Eine weitere Maßnahme zur Energieeinsparung: Bei Bewegtbildern ändert sich nicht immer der gesamte Bildinhalt, sondern nur ein Teil. Etwa wenn in einem Film eine Person durch einen Raum geht, bleibt der Hintergrund stehen und muss nicht ständig wieder neu an das Display geliefert werden. Es müssen also nur die Bildteile übertragen werden, die sich tatsächlich ändern. Damit die übrigen stehen bleiben, wurde der Bildspeicher im Display-Chip als statisches RAM ausgeführt, das den Bildinhalt beliebig lange hält und keine Refresh-Zyklen benötigt – im Gegensatz zu herkömmlichen Ausführungen, die ein dynamisches RAM mit Speicherkondensatoren enthalten, das regelmäßig aufgefrischt werden muss. Der Preis dafür sind deutlich mehr Transistoren pro Pixel; dadurch sind die Pixel mit 12 x 12 µm² jetzt etwas größer als die Subpixel des Farb-Display (8 x 8 µm²). Bei Vollfarbe wäre die Auflösung entsprechend geringer, oder aber der Chip wird größer gefertigt, wodurch er wieder teurer würde.
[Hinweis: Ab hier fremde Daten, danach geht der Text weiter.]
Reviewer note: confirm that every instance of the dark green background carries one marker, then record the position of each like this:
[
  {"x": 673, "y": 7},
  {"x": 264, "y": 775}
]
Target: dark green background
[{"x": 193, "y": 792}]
Die momentan verfügbaren Vorführmuster haben eine Pixelauflösung von 304 x 256 auf einer aktiven Fläche von 3,65 x 3,07 mm²; sie leuchten einfarbig grün mit 16 Helligkeitsstufen, maximal 7000 cd/m² (Bild 3). Diese Werte stellen einen vorläufigen Kompromiss zwischen vielen, zum Teil gegenläufigen Parametern dar. In einer späteren Serienproduktion können diese dann immer noch an die jeweiligen Erfordernisse angepasst werden.

Auf solche Kleinst-Displays schaut ein Betrachter durch eine Lupe
Bild 3. Auf solche Kleinst-Displays schaut ein Betrachter durch eine Lupe.
© Fraunhofer FEP

Alles in allem kommt das Display jetzt mit einer Betriebsleistung zwischen 0,1 und 3 mW aus. Der genaue Wert hängt von den dargestellten Bildinhalten ab. Die abgespeckte Ansteuerung benötigt etwa 15 mW. Im Vergleich dazu hat das Vorgängermodell, ein Farbdisplay mit 800 x 600 Pixeln, 200 mW geschluckt und die wesentlich aufwendigere Ansteuerung rund 2 W – die ein Anwender auf seiner Nase auch durchaus gefühlt hat.

Ausführung nach Kundenwünschen möglich

Der Prototyp wurde auf der Electronica 2016 vorgeführt. Das nur 25 g leichte System ist an eine Schirmmütze montiert (Bild 4); es besteht aus der optischen Einheit mit dem Display-Chip und vorgesetzter Linse, der Platine mit der Ansteuerung und dem Akku (eine Lithium-Ionen-Zelle mit 125 mAh), der eine Betriebszeit von etwa 30 Stunden erlaubt. Das Display wird nicht direkt ins Blickfeld platziert, sondern etwas seitlich herausgerückt, sodass es die Sicht nicht behindert. Eine automatische Helligkeitsregelung passt die Leuchtstärke an das Umgebungslicht an. Bei Bedarf sind auch Ausführungen mit anderen Daten oder OLED-Farben machbar; Kundenwünsche können weitgehend berücksichtigt werden. Die Fraunhofer-Forscher bieten Evaluation Kits an, mit denen eigene Applikationen erprobt werden können. Das Interesse seitens der Industrie ist bereits groß.